Diversity and inclusivity in equestrian sports is a growing topic. When we talk about how to make our sport more diverse, we often touch on ways to lower and decrease the barriers between riders of color. However, there is one barrier that I’ve noticed we rarely touch upon. So today it’s time to address another proverbial elephant in the room. Equestrian clothing and rider protective gear are not inclusive. Let’s break it down.
Big hair, don’t care – this is a problem in the helmet industry. I mean you, Troxel, IRH, Ovation, and all the other helmet brands out there. Having a lot of tight, curly hair on my head means I need a larger helmet with space for all that hair. I need room for my silk cap so my hair doesn’t break off and my scalp doesn’t become irritated. Finding one that will fit my head comfortably is a challenge. Smashing it down on my head to fit means perpetual headaches and imprints across my forehead. Large-size helmets are also extremely expensive. In fact, the largest helmet is a 65cm Charles Owens Gr8, and it is $413 dollars compared to a $25 schooling helmet. Riders of color deserve safety too, helmets that will fit our head comfortably and account for our curls and hairstyles and silk caps. Helmets that will not leave us with headaches and pressure on the sides of our heads. What’s the alternative – riding without a helmet and increasing our chances of traumatic brain injuries. We deserve better. You can do better.
Your sizes stop where many of our sizes begin. Why is that? My body is curvy in all the right places, in many places riding pants often are not. Material with no stretch, waistlines with no give, pants that don’t fit or won’t go over the butt, or squeeze uncomfortably tight in all the wrong places. The average woman in America is a size 16. Why do most brands of pants stop at size 10 or 12? I am not a toothpick. I shouldn’t have to struggle to find riding pants that will fit the average woman, let alone my big butt and hips and thighs and waist. Instead, you lose my business as I’m forced to find innovative or international alternatives. Thank you Fuller Fillies and Kerrits for stepping up in this space. We need more brands like you; we deserve better.
Tall Boots & Half Chaps
I have a wide calf. I have big feet and tiny ankles. I cannot find tall boots that fit both proportionally without paying for something custom-made.
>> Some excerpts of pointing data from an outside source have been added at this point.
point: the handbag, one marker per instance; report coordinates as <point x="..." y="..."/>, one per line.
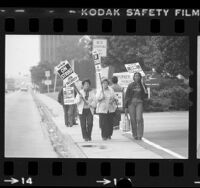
<point x="126" y="124"/>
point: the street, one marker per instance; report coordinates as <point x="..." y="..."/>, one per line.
<point x="24" y="136"/>
<point x="165" y="135"/>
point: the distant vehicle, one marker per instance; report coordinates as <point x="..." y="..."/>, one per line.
<point x="10" y="84"/>
<point x="24" y="89"/>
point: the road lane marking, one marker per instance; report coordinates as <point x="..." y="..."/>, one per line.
<point x="162" y="148"/>
<point x="159" y="147"/>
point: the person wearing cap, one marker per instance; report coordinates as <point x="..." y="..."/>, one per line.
<point x="117" y="116"/>
<point x="106" y="106"/>
<point x="86" y="103"/>
<point x="134" y="97"/>
<point x="68" y="109"/>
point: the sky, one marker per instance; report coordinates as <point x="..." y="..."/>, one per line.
<point x="22" y="52"/>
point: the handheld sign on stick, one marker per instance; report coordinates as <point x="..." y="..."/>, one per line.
<point x="97" y="64"/>
<point x="69" y="77"/>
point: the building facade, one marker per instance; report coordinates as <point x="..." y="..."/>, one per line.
<point x="51" y="50"/>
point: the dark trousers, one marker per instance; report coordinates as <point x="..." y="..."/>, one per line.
<point x="86" y="120"/>
<point x="136" y="114"/>
<point x="68" y="113"/>
<point x="116" y="118"/>
<point x="106" y="124"/>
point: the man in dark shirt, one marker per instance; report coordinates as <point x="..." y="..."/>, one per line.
<point x="134" y="97"/>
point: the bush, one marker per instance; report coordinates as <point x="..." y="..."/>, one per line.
<point x="168" y="98"/>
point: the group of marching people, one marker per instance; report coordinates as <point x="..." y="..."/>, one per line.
<point x="104" y="103"/>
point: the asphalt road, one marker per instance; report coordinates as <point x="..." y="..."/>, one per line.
<point x="24" y="135"/>
<point x="169" y="130"/>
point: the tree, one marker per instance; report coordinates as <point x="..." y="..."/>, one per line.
<point x="175" y="53"/>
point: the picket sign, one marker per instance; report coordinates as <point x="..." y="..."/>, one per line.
<point x="119" y="97"/>
<point x="134" y="67"/>
<point x="97" y="62"/>
<point x="69" y="77"/>
<point x="66" y="73"/>
<point x="68" y="95"/>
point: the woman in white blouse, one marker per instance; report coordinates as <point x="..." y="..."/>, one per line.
<point x="106" y="106"/>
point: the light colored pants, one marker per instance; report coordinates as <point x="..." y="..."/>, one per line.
<point x="136" y="114"/>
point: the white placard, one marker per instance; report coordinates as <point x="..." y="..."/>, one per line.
<point x="134" y="67"/>
<point x="96" y="57"/>
<point x="47" y="82"/>
<point x="124" y="78"/>
<point x="119" y="96"/>
<point x="100" y="45"/>
<point x="68" y="95"/>
<point x="66" y="73"/>
<point x="47" y="74"/>
<point x="98" y="68"/>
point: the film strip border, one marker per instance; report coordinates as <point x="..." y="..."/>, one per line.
<point x="57" y="25"/>
<point x="141" y="172"/>
<point x="82" y="172"/>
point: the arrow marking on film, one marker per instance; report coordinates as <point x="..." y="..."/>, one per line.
<point x="12" y="181"/>
<point x="104" y="181"/>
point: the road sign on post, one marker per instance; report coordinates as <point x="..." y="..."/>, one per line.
<point x="100" y="45"/>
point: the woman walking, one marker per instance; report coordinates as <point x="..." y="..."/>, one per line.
<point x="134" y="97"/>
<point x="106" y="107"/>
<point x="86" y="104"/>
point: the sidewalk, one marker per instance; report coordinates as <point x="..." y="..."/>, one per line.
<point x="120" y="146"/>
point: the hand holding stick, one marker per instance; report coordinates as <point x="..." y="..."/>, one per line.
<point x="142" y="82"/>
<point x="79" y="93"/>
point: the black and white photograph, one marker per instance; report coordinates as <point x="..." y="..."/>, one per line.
<point x="97" y="96"/>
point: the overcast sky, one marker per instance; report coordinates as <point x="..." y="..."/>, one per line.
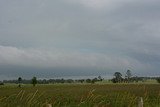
<point x="52" y="38"/>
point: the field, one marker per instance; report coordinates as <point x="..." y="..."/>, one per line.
<point x="81" y="95"/>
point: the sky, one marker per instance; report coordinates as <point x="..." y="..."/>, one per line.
<point x="59" y="38"/>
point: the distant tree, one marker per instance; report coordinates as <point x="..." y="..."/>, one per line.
<point x="88" y="80"/>
<point x="118" y="77"/>
<point x="81" y="80"/>
<point x="19" y="81"/>
<point x="100" y="78"/>
<point x="158" y="79"/>
<point x="128" y="75"/>
<point x="34" y="81"/>
<point x="94" y="80"/>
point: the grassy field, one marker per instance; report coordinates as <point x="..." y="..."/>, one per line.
<point x="80" y="95"/>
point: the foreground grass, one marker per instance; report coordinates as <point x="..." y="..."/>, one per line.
<point x="82" y="95"/>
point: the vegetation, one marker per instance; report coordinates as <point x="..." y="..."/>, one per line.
<point x="19" y="81"/>
<point x="34" y="81"/>
<point x="158" y="79"/>
<point x="81" y="95"/>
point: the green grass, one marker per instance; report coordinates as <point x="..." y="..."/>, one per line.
<point x="82" y="95"/>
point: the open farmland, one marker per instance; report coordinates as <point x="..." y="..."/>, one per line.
<point x="82" y="95"/>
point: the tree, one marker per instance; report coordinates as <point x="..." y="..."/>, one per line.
<point x="158" y="79"/>
<point x="19" y="81"/>
<point x="100" y="78"/>
<point x="128" y="75"/>
<point x="34" y="81"/>
<point x="118" y="77"/>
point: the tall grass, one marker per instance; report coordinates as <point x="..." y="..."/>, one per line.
<point x="86" y="96"/>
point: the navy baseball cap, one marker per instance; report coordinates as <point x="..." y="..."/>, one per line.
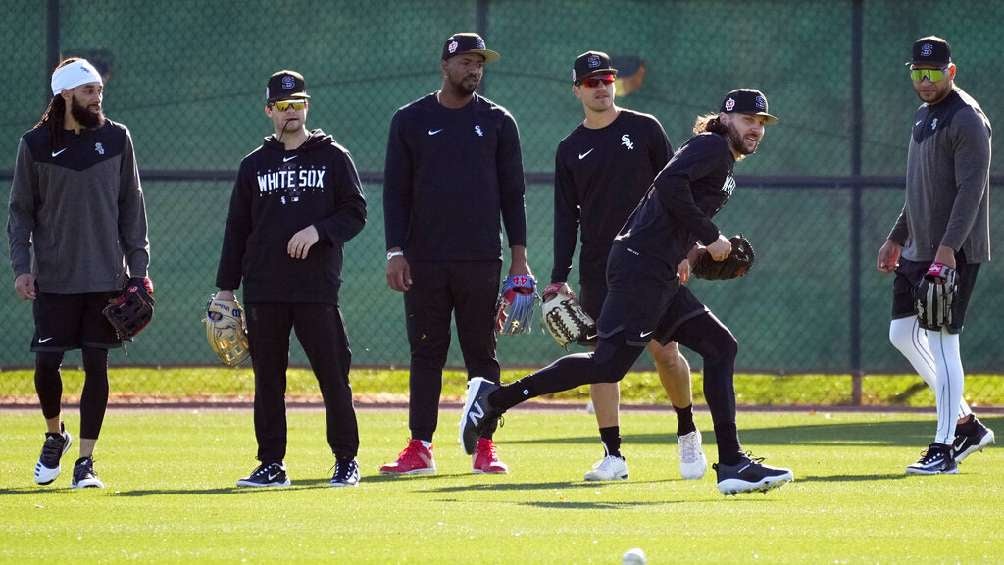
<point x="590" y="63"/>
<point x="747" y="100"/>
<point x="460" y="43"/>
<point x="931" y="51"/>
<point x="284" y="85"/>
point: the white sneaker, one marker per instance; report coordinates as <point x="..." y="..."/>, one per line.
<point x="693" y="464"/>
<point x="610" y="468"/>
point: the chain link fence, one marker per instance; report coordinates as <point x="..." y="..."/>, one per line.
<point x="188" y="78"/>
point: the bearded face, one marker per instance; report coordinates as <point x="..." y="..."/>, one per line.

I can hardly find chaps that will fit around my calf. Riding without proper equipment is one-way riders of color quit or won’t consider riding. It’s yet another jab in the gut in ways we are subtly told we are not welcome. Don’t bother showing if you can’t even fit into tall boots, you won’t take a blue ribbon without them. Ariat, Ovation, Tredstep, Rambo and others. We see you and we deserve better.
Riding Shirts & Jackets
My chest is not flat, my breasts are not something to be ashamed of. I have broad shoulders and a muscular back. Your shirt sizes stop where my chest size begins. Finding a shirt or jacket that will let me move my arms as I jump a course of fences and don’t restrict my arms for a following release is like going on an epic treasure hunt. My boobs exist, they are not going anywhere. I refuse to tie them down so flat my chest aches and I can hardly breathe. Ariat, Tailored Sportsman, Grand Prix, Pikeu, TuffRider, we see you and we deserve better.
We talk about lowering the obstacles that equestrians of color face. They are many and they are problematic. We have overlooked brands and how they play a role in this problem for too long. In order to make our sport more open and inclusive, we must encourage brands to make products that fit a wider and more varied range of riders of all shapes and sizes.
To all the equestrian brands out there, I challenge you: know better, do better, be better.